Choisir, un luxe ou une nécessité ?

Choix : luxe ou nécessitéLes citoyens américains ont récemment eu un choix à faire : c’est l’apanage de la démocratie ! Toutefois, le choix est-il vraiment souhaitable dans tous les cas ? Est-ce une valeur ajoutée pour nos sociétés ou, dans le contexte de l’entreprise, pour nos clients ?

Dans cet article, je vais vous partager quelques résultats d’études reliées à la psychologie humaine. En comprenant mieux le fonctionnement d’un humain confronté à une décision, vous allez pouvoir faciliter la vie de vos clients, en leur offrant la possibilité de choisir la bonne chose et au bon moment !

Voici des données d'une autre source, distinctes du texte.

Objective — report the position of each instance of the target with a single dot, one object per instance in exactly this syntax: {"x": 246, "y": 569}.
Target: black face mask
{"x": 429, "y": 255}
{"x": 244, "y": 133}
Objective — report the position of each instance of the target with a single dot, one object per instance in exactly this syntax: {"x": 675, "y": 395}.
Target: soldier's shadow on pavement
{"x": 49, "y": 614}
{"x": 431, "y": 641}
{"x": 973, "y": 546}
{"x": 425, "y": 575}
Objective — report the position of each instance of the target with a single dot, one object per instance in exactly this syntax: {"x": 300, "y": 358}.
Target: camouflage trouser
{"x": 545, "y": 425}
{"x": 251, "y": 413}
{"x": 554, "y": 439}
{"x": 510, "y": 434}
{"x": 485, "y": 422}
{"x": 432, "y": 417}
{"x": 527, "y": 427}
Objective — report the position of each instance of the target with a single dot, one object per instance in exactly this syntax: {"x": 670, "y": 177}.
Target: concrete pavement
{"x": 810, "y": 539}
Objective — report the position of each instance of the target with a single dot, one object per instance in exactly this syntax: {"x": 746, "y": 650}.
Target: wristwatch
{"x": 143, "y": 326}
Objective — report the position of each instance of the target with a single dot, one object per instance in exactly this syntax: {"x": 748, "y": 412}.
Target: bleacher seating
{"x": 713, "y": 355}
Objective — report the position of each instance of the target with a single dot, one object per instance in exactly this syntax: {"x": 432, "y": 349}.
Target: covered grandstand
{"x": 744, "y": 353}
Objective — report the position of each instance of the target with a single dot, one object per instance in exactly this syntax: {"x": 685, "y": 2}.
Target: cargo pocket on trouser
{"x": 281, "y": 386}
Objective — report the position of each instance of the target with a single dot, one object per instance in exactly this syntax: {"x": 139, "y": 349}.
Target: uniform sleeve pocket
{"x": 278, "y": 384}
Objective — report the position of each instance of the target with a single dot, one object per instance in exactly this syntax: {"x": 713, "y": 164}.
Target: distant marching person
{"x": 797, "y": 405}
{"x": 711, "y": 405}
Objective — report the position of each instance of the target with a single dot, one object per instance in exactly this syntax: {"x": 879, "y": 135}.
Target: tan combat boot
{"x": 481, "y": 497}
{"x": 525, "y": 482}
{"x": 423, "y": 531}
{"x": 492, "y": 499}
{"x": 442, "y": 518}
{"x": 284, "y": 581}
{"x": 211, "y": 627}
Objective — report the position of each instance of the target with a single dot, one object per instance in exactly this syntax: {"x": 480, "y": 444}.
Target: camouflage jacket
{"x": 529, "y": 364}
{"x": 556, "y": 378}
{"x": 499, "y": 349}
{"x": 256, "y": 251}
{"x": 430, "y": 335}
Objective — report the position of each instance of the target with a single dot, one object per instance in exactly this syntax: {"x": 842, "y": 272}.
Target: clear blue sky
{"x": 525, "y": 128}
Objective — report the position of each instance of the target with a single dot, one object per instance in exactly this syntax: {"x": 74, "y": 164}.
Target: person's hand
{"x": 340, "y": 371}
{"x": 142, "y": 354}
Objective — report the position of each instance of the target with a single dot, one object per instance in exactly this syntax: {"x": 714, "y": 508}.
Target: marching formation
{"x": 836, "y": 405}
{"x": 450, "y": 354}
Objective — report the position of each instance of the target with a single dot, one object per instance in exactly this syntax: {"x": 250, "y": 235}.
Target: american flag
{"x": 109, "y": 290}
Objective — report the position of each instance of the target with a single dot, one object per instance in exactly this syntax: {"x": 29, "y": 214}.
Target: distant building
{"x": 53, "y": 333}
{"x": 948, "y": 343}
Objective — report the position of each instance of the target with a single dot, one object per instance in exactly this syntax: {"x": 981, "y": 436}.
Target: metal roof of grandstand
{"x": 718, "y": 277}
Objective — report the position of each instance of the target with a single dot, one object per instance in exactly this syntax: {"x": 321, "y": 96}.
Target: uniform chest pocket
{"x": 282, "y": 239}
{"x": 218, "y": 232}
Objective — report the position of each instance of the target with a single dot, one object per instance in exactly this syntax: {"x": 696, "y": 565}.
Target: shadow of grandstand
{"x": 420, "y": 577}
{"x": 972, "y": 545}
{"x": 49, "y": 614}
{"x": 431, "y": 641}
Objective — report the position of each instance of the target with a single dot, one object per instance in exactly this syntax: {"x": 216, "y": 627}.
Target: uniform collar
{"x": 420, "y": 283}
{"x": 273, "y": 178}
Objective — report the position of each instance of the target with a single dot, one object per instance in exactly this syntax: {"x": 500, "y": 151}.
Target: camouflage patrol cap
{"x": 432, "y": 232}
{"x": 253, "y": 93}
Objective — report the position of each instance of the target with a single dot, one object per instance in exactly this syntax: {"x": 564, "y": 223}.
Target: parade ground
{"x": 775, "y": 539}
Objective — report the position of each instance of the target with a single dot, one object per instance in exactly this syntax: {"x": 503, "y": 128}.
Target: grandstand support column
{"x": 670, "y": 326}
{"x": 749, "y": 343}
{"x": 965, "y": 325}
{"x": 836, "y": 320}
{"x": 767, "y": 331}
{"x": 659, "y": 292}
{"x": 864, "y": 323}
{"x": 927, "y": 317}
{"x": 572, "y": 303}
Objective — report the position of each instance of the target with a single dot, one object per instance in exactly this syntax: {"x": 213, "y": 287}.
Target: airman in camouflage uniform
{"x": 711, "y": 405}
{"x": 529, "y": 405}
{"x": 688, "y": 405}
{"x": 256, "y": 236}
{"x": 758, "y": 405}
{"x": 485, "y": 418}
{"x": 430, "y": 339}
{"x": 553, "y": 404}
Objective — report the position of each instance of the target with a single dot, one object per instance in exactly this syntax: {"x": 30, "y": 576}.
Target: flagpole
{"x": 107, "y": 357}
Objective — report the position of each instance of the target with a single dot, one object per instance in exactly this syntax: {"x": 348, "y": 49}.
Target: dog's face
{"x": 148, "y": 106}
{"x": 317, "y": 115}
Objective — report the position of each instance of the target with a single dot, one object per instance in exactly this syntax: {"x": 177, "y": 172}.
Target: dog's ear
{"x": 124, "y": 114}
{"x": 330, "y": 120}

Un nombre limité de choix chaque jour

Vous souvenez-vous comment Steve Jobs s’habillait ? Un jean et un tee-shirt noir. Simple, pas de question à se poser le matin, pas de décision à prendre. Notre cerveau est très performant, mais confronté à une multitude de choix, il peut saturer. Nous avons un potentiel de prise de décisions limité chaque jour. C’est pourquoi nous hésitons ou sommes fatigués à la fin d’une journée. La démocratie, basée sur le libre arbitre (donc libre choix) de chacun, nous laisse penser que choisir est bon. C’est vrai! Mais dans une certaine mesure, offrir trop de choix futiles à une personne, ne vient pas l’aider.

Plusieurs études ont été réalisées sur le sujet. La psychologie sociale est une branche de la psychologie qui s’intéresse aux interactions entre les humains et aux comportements influencés par les autres. Comme toute science, elle se base sur des expériences. Dans l’une d’elles, les chercheurs évaluaient l’impact du choix sur un comportement d’achat. Dans un magasin, des clients se faisaient offrir de goûter une confiture parmi une sélection de 3, d’autres parmi une sélection de 15. En conclusion, ceux qui avaient le moins de choix achetaient plus de confiture que les autres ! Pourquoi ? L’aversion au risque. Avec 15 variétés, le risque de se tromper est plus grand qu’avec seulement trois options. De ce fait, la décision est plus difficile à prendre et en conséquence, l’individu préfère ne pas prendre de décision. La décision étant trop difficile, le client s’oriente alors vers un non-choix, qui est en quelque sorte un choix par défaut.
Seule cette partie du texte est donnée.